Does Bill Shorten have a problem with female voters? Will they have a problem voting for him, as prime minister?
Put your ear to the ground, there’s a bit of chat out there — on the hustings, around the place — that women don’t much like the Opposition Leader, and the reason he is so rarely seen in public without a woman by his side is that the ALP knows it. This is despite the ALP proudly being the more feminist of the two parties.
Chat is one thing. What do the polls say? Well, there was a bit of a leak from Liberal Party headquarters about nine months ago that suggested Shorten was particularly unpopular with young women (his rating was -77 with female voters under 35).
Presumably the ALP’s own internal polling says much the same.
But that was nine months ago, and a lot has changed since then, not least those that occupy The Lodge: the Turnbulls have been replaced by the Morrisons.

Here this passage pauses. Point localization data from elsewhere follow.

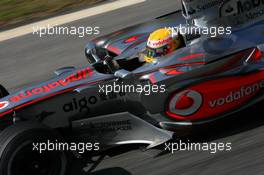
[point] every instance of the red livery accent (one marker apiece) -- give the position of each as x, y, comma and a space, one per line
222, 95
80, 75
191, 56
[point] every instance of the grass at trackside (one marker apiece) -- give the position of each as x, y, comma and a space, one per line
15, 12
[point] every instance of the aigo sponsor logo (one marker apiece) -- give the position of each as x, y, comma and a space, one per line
79, 75
185, 103
3, 104
242, 7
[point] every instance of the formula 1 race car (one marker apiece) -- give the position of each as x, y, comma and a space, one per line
208, 79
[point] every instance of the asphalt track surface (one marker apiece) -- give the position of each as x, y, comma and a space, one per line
28, 59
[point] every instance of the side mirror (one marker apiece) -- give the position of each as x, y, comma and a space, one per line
90, 53
124, 74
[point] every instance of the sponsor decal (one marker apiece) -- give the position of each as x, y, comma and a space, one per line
159, 43
3, 104
198, 6
234, 96
81, 105
111, 95
79, 75
43, 115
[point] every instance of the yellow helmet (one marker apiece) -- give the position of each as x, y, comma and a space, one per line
160, 43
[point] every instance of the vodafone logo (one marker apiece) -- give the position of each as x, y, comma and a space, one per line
185, 103
3, 104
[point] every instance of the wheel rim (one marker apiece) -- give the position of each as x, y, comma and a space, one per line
25, 161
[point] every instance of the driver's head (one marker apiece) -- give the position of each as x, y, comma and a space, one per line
160, 43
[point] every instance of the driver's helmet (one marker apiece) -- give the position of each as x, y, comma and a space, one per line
160, 43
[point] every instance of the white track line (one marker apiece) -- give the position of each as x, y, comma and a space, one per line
63, 19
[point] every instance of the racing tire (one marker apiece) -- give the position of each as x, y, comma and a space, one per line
3, 91
17, 155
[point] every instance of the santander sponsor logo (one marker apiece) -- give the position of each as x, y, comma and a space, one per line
3, 104
80, 75
234, 96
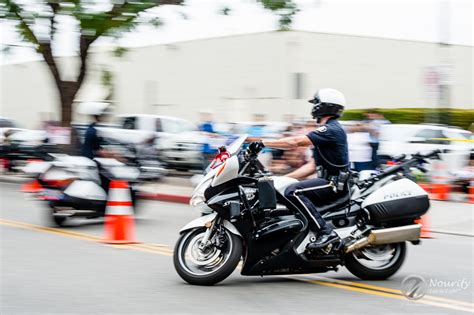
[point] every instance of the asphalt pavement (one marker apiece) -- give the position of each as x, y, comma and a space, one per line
47, 270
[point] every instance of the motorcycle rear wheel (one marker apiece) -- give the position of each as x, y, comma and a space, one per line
363, 263
205, 267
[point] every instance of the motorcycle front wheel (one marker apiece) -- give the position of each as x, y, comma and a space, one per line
376, 263
207, 265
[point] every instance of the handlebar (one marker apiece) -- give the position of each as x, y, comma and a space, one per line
254, 149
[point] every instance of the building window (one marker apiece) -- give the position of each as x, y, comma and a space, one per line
298, 84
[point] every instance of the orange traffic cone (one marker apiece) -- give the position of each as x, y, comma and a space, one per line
119, 220
425, 230
471, 194
426, 187
440, 192
31, 187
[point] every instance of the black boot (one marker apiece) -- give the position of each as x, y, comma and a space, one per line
323, 240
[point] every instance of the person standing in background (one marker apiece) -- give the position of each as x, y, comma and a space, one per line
360, 149
374, 121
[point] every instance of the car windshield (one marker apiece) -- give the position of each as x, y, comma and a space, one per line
177, 125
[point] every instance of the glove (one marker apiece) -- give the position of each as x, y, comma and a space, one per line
256, 146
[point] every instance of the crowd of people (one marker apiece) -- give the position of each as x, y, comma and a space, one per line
363, 138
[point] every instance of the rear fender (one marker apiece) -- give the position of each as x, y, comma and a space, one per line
201, 222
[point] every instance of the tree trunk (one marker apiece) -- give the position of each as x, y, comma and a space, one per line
67, 91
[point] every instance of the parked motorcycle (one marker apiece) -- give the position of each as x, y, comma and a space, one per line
75, 186
251, 219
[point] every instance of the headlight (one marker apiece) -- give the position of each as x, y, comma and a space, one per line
198, 195
196, 200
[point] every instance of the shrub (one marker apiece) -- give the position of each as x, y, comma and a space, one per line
462, 118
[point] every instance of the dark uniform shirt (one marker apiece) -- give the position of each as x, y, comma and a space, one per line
330, 147
91, 142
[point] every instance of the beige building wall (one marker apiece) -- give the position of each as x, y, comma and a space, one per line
238, 76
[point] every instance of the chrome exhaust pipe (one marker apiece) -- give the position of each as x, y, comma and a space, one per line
387, 236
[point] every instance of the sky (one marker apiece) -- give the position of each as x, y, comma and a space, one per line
419, 20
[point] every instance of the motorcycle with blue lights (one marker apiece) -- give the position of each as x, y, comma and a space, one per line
248, 218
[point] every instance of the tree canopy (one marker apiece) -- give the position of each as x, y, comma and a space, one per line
37, 23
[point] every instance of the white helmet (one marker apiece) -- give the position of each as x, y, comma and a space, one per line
327, 102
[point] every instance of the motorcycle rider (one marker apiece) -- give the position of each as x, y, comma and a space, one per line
91, 146
330, 160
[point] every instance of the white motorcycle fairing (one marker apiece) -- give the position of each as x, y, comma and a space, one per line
201, 222
282, 182
85, 189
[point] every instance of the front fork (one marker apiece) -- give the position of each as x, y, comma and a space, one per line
207, 236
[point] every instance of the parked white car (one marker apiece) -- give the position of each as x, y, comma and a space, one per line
396, 139
178, 141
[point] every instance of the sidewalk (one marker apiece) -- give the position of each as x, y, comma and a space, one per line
451, 218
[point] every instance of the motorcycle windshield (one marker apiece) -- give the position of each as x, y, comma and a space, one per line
233, 148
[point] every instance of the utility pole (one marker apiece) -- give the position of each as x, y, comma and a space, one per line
445, 66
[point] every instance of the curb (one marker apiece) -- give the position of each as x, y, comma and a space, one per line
451, 233
166, 197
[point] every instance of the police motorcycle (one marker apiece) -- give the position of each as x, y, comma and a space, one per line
75, 186
251, 219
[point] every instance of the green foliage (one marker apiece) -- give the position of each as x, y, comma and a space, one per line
286, 9
456, 117
120, 51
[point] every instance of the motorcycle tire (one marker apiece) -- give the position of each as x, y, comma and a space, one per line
366, 273
214, 277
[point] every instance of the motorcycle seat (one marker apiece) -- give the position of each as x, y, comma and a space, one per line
335, 204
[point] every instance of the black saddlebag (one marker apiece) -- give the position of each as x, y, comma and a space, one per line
405, 209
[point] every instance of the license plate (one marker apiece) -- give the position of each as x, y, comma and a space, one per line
52, 194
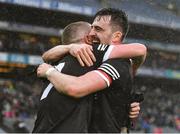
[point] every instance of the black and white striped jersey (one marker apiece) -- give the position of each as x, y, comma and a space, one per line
109, 112
61, 113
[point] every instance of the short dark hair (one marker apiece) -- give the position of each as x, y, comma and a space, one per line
118, 19
74, 32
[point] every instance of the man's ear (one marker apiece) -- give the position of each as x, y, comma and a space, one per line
117, 36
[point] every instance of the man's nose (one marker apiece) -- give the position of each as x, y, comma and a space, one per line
92, 32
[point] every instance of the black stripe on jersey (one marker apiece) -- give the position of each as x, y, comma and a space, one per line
109, 69
102, 47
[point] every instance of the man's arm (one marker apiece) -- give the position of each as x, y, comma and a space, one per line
80, 86
137, 52
71, 85
56, 53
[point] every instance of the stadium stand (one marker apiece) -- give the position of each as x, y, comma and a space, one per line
30, 27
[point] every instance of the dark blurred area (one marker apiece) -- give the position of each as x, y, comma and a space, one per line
28, 28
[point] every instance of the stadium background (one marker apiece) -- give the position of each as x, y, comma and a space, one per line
30, 27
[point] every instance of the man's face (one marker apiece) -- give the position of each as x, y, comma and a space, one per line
101, 29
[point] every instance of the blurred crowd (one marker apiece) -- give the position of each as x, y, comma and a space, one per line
160, 109
26, 43
162, 60
18, 104
36, 45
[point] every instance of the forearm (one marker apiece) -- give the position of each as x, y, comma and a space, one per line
76, 86
55, 53
128, 50
137, 62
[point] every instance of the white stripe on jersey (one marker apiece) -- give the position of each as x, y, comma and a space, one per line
110, 70
59, 67
104, 77
102, 47
108, 52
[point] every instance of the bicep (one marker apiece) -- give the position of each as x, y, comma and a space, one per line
128, 51
92, 82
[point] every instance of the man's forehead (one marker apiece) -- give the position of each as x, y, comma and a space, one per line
105, 18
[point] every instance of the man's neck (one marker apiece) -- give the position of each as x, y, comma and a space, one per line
116, 43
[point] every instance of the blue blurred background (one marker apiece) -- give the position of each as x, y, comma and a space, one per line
30, 27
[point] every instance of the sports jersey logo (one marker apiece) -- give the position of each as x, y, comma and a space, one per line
109, 69
102, 47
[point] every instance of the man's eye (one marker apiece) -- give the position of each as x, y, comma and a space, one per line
98, 29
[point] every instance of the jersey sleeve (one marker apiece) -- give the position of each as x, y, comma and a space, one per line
101, 52
115, 71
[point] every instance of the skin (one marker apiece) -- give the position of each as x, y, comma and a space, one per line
101, 28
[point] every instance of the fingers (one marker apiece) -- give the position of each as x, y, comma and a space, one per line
90, 53
80, 60
135, 104
134, 110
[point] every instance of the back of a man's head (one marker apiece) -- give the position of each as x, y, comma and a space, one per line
75, 32
119, 20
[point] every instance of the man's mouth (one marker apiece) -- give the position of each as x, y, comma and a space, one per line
92, 40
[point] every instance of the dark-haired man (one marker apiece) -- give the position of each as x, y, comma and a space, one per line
56, 78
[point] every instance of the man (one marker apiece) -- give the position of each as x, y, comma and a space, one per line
52, 72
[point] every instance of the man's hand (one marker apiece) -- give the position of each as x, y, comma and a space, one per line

The woman with the highest profile, and the greatest success to date — first female foreign minister, first female deputy leader — in the Liberal Party, Julie Bishop, has quit, as has Kelly O’Dwyer. Julia Banks has turned on her own, describing Liberal colleagues as bullies. So maybe Shorten’s position has improved?
The best polls — Galaxy and Newspoll — detect ambivalence about the Labor leader, but it’s not gender-based. David Briggs, managing director of YouGov, says women prefer Morrison to Shorten, but so do men, and by a greater margin. “There’s a seven-point gap between Morrison and Shorten among women voters,” Briggs says. “With men, it’s nine points. So there isn’t really a gender story in the polls.”
And yet there absolutely is a gender story on the hustings.
Shorten has surrounded himself with women, from day one. Sometimes it’s his wife, Chloe; sometimes it’s his deputy, Tanya Plibersek; sometimes it’s his “bus captain” Kristina Keneally. Yesterday, in Boothby, he was with candidates Nadia Clancy and Emily Gore, and health spokeswoman Catherine King; in the marginal seat of Reid last week, he had King, Penny Wong, Jenny McAllister and Julie Collins by his side. What’s he playing at? It’s in part a reflection of electoral reality: you’re seeing a lot of Labor women on the hustings because the ALP is committed to running a lot of women.
For example, it’s running four women in the four seats the Coalition unquestionably needs to hold in WA: Melita Markey, Kim Travers, Hannah Beazley (daughter of former federal Labor leader, now WA Governor Kim Beazley) and Mellisa Teede are contesting Pearce (3.7 per cent), Swan (3.6 per cent), Stirling (6.2 per cent) and Canning (6.8 per cent) respectively.
All their opponents are men: Attorney-General Christian Porter is defending Pearce, Andrew Hastie is defending Canning; Steve Irons is the incumbent in the marginal seat of Swan; and Vince Connelly was preselected to contest the seat of Stirling ahead of four women.
So there’s reality, and then there’s perception. There is a perception that the Coalition is a sexist party. It isn’t committed to gender parity among candidates; it won’t entertain quotas (Morrison has appointed more women to cabinet than there have ever been in cabinet but that hasn’t seemed to have cut through).
The perception that the ALP treats women with respect, and the Coalition treats them with contempt, is a clear point of difference between the parties, and Shorten’s working it for whatever it might be worth. He’s announced his intention to appoint a female governor-general if elected (fun fact: the last woman in that role was his mother-in-law). He’s also made much of the fact that Australia will have a female deputy prime minister if he’s elected. In fact, Pilbersek is running less like a deputy, more like a vice, as in president, as if this were a US-style campaign. She’s at least as high-profile, and as personally popular, as Julia Gillard was under Kevin Rudd, circa 2007, but maybe not let’s not go there.